She's already made arrangements.
"For myself, they're going to be taken care of by a friend if that day happens" said Ramirez.
Residents told CBS News that they have noticed stores closed and less traffic in immigrant neighborhoods. State Rep. Steve Montenegro, a legal immigrant born in El Salvador, voted for the Arizona law, called SB 1070.
"I think that 1070 pretty much takes the handcuffs off of police officers, so that they can do the job that they have already been prescribed by the federal government to do" said Montenegro.
The law passed by a comfortable margin in both houses of the Republican-controlled legislature.
"Here in Arizona we have a lot of problems when it comes to open borders, when it comes to not enforcing federal immigration laws, which causes a lot of chaos in our streets" said Montenegro.
He said people have already left the state as a result of the law and crime is down.
But by how much and why is a matter of debate. Crime in Arizona was trending to a 30-year low before the law was signed by the Governor.
Thousands of illegal immigrants have left the state, according to at least two population studies, but there's no reliable count and it's unknown whether the exit was caused by the law or a sluggish economy.

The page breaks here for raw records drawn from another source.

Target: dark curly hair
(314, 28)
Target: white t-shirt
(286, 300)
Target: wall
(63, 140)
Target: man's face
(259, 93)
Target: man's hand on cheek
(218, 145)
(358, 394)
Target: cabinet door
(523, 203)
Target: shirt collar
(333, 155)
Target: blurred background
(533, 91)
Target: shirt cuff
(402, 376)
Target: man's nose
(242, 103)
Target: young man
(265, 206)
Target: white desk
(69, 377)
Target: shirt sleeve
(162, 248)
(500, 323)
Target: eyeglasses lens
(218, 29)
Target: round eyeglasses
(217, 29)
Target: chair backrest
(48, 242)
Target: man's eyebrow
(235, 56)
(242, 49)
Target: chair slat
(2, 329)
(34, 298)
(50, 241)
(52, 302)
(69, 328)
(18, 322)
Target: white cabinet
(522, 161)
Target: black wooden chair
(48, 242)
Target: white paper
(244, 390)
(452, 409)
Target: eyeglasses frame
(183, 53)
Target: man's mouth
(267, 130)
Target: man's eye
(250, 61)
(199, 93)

American citizens like Jim Shee say they have also felt the law's impact. Shee was born in America to Chinese and Hispanic parents and says he's been pulled over twice and asked for, in the words of the police, "his papers."
A U.S. citizen, born and raised in Arizona, Shee carries a passport. "I always have it," he said. "It's the primo identification and it'll stop the inquisition, hopefully."
Last year, some 56,000 people were deported and another 18,000 so far in 2012. That's on top of tens of thousand who have left voluntarily.